Most of the province entered stage 3 of the reopening plan on July 17, but not Toronto or the surrounding areas. Dine-in restaurants and bars are among the businesses that can reopen with health and safety protocols in place.
The association, which represents over 43,000 physicians and medical students, said that reopening “is not an all or nothing situation” and called on Doug Ford’s government to take “a balanced approach that considers the risk of disease transmission in different settings.”
NOW has reached out to the provincial finance minister’s office for further comment.
As some areas of the province move towards Stage 3 of reopening today, @OntariosDoctors are calling on government to rethink opening indoor bars. #ONhealth #COVID19 https://t.co/xZOfvg6Fo9 pic.twitter.com/hQX2vbl94I— Ontario Medical Association (@OntariosDoctors) July 17, 2020
Quebec’s decision to reopen bars in June came under scrutiny in the past week amid reports of new cases linked to drinking establishments.
The OMA statement says cases linked to watering holes in Montreal jumped from 30 to 45 in one day.
“It is important to note that in many of these cases, the bars were following public safety guidelines and yet transmission still occurred.
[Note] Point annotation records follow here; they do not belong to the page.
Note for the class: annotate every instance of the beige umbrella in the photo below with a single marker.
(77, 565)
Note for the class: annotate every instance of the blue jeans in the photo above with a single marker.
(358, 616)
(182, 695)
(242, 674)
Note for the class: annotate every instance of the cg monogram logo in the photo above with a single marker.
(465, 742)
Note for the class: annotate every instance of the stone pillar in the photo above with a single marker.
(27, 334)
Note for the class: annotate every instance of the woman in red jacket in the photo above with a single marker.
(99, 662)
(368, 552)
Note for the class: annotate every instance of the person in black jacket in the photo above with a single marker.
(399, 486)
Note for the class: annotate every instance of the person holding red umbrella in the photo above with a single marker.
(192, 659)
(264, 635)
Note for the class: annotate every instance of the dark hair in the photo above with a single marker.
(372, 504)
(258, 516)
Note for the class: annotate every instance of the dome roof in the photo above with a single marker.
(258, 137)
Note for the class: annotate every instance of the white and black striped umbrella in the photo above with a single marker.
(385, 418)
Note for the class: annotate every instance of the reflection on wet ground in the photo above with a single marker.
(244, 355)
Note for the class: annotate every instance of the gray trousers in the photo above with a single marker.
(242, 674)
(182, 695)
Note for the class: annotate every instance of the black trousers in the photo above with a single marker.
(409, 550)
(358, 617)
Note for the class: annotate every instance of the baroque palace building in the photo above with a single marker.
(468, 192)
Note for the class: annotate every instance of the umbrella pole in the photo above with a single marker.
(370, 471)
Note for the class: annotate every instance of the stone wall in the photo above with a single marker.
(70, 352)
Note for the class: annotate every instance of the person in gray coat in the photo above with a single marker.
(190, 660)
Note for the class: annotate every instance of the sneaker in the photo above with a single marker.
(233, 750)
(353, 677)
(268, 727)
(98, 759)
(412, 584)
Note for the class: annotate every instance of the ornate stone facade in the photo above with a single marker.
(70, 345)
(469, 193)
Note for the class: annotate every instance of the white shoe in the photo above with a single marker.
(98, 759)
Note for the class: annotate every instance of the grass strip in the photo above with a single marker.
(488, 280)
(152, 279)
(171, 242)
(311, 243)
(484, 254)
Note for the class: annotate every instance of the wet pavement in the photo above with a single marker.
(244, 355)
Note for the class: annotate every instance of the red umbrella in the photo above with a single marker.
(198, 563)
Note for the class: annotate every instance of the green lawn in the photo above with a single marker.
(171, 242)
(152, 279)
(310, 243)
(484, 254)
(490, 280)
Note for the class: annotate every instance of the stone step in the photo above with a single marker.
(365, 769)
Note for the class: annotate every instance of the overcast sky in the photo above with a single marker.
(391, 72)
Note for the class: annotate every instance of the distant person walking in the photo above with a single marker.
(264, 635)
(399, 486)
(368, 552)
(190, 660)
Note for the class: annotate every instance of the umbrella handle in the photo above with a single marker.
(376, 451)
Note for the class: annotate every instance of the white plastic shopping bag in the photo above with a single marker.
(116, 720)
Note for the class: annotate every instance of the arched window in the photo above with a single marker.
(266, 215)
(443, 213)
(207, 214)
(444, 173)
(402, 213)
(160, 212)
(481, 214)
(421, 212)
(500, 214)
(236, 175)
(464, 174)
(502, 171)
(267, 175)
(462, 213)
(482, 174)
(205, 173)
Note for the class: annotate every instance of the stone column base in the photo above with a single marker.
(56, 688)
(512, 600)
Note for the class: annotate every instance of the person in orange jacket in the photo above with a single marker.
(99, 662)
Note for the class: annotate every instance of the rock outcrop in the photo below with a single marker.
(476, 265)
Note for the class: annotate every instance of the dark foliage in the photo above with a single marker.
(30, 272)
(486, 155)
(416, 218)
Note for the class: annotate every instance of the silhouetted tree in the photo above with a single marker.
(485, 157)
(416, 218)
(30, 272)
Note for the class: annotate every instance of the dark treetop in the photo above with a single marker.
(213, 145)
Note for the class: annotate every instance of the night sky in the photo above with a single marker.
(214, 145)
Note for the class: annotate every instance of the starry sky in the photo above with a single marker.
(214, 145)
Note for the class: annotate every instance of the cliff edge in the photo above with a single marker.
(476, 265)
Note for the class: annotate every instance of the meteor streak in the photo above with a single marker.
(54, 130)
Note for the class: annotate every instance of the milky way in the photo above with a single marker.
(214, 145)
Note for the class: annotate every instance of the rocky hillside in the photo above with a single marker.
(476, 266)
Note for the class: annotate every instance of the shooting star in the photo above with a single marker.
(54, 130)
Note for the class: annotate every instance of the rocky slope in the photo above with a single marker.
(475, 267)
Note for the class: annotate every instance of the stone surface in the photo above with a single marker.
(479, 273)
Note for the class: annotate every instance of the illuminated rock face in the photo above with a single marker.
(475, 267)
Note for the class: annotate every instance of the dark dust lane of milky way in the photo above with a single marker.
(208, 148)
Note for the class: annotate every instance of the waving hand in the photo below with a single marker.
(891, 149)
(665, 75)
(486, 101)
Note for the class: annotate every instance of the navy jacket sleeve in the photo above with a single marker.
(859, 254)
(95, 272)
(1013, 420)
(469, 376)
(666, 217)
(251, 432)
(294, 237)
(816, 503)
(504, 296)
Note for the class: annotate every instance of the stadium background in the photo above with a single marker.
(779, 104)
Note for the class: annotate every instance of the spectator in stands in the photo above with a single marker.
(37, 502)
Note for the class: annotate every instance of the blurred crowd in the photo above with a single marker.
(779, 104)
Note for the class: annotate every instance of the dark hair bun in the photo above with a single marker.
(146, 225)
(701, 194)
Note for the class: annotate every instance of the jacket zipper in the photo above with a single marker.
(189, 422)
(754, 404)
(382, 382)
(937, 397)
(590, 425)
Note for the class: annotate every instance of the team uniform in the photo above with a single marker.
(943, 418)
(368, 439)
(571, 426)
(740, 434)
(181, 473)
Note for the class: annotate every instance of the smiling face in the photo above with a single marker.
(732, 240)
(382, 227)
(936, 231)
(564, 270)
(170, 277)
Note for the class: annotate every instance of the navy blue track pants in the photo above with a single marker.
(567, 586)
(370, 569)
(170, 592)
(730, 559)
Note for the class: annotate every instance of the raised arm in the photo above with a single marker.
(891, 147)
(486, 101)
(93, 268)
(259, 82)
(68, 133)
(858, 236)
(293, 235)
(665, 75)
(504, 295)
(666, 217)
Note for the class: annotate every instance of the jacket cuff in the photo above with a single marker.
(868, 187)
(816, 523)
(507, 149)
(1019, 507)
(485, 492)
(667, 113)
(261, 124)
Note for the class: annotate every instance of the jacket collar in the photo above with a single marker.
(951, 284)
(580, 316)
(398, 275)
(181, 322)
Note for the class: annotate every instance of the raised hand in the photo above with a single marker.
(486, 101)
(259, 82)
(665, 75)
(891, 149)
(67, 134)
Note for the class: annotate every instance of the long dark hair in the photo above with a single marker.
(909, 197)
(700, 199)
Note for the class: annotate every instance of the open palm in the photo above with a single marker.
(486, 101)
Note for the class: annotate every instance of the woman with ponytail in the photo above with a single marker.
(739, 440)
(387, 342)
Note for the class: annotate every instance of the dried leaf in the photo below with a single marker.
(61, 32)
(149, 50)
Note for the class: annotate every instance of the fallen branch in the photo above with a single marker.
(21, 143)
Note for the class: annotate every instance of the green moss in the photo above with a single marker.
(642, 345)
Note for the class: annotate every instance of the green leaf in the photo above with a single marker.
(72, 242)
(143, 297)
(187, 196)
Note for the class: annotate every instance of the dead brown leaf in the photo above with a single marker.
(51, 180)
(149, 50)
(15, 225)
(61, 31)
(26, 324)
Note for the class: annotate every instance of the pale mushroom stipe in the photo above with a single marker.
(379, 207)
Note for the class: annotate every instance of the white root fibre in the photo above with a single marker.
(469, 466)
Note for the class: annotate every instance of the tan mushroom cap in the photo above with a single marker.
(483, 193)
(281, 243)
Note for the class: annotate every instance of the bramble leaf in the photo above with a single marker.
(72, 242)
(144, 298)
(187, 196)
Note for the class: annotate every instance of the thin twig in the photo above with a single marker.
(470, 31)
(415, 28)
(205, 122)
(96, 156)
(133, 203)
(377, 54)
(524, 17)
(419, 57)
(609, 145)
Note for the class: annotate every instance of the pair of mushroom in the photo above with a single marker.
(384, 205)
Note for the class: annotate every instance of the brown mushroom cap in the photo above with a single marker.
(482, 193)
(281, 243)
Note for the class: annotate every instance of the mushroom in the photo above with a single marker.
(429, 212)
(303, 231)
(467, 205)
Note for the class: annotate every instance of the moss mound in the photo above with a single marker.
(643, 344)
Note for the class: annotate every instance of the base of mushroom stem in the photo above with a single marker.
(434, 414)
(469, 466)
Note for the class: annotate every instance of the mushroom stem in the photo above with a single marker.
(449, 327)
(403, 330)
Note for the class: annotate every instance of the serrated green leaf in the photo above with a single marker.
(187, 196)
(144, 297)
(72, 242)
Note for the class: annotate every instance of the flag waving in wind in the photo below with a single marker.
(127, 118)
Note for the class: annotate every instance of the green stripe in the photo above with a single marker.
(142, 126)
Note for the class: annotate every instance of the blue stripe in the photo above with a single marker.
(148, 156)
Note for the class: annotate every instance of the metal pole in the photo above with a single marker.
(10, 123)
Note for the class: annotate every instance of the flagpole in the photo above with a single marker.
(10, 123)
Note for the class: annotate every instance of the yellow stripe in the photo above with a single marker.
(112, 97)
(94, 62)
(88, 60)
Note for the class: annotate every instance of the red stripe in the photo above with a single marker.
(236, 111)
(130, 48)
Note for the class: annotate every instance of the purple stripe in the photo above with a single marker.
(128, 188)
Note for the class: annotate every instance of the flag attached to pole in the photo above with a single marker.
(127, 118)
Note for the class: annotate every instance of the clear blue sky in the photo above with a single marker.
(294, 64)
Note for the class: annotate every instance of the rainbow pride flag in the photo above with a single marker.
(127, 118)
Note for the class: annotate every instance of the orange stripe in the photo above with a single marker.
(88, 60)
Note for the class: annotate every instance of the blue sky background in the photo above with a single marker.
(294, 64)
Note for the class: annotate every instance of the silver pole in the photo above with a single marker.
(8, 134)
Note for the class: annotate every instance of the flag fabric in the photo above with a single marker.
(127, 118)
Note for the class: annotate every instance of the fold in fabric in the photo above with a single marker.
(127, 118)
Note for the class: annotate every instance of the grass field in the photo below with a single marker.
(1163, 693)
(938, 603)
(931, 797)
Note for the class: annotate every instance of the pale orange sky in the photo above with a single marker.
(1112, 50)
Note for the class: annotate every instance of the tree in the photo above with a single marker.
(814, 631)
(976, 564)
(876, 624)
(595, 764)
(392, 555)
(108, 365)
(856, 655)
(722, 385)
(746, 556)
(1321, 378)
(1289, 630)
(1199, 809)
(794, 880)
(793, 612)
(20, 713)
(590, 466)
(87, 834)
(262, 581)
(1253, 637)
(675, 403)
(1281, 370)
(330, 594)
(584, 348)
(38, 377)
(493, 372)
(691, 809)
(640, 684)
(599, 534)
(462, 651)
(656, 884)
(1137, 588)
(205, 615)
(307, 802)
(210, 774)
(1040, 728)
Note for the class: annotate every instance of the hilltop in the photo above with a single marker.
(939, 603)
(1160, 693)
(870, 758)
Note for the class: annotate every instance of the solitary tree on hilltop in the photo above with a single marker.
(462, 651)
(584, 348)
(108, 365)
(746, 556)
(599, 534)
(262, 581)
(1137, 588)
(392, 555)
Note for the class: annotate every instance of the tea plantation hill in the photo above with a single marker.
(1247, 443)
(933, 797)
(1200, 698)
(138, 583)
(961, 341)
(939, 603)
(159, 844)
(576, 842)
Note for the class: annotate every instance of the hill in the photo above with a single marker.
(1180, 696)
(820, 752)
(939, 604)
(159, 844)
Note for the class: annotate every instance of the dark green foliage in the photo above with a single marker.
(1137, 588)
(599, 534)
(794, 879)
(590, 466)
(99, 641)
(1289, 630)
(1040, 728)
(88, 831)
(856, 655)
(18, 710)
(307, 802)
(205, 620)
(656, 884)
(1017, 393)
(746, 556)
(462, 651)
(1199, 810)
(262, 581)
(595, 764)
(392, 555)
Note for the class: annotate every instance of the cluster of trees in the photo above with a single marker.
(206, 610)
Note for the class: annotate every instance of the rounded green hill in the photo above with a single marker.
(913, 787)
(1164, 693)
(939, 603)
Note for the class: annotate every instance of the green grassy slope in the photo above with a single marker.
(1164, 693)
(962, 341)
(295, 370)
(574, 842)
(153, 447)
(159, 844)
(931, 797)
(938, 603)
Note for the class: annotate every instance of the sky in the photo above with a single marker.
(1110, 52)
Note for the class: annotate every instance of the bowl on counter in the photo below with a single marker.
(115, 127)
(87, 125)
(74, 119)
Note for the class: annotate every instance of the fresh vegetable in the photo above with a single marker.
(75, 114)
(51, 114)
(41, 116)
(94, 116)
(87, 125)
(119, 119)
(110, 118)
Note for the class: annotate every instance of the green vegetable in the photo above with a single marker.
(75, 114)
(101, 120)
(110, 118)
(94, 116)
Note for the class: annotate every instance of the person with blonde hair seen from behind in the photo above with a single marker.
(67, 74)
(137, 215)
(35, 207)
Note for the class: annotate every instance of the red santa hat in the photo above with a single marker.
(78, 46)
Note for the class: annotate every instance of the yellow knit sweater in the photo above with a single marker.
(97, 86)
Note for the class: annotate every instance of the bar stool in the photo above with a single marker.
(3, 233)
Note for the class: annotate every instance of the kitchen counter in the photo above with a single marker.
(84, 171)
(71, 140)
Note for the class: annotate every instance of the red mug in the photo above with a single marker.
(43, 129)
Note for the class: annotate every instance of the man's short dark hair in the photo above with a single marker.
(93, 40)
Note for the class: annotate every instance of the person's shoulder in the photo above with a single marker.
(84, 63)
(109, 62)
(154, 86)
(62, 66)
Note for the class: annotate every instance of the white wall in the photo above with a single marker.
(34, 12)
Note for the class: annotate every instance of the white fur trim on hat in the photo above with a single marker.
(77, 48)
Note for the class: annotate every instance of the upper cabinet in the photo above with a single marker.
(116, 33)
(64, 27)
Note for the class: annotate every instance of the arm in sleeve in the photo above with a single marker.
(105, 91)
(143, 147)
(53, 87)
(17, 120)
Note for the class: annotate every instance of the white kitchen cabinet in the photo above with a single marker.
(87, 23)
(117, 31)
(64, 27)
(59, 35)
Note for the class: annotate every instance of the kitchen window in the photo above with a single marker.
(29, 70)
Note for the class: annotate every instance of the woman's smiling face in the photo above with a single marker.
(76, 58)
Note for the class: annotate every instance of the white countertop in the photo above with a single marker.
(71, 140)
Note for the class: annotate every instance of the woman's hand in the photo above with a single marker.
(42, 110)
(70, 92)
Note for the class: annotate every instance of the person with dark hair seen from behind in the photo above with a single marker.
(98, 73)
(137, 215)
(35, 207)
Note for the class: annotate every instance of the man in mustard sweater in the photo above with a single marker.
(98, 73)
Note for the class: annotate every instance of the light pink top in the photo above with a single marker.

If people are attending bars it is imperative that they continue to employ social distancing measures,” the OMA statement reads.
Last weekend, Quebec public health authorities urged anyone who has visited a bar since July 1 to get tested. Since then, government officials have said public health data does not point to bars as the cause of upticks in new infections.
On Friday, the province’s public health doctor Horacio Arruda said during a press conference that drinking establishments aren’t the issue. The problem, he said, is parties that start out small and grow to up to 100 people, the Montreal Gazette reports.
Premier Francois Legault also said this week that public health officials have not suggested bars should close.
Quebec’s health minister Christian Dubé said if local public health officials can show “clear data” that outbreaks in Montreal are linked to bars, the province would again close bars.
Data related to COVID-19 cases in Montreal bars has not been released to the public.
The province recorded 142 new cases on Thursday, the largest single-day increase in Quebec since June 25.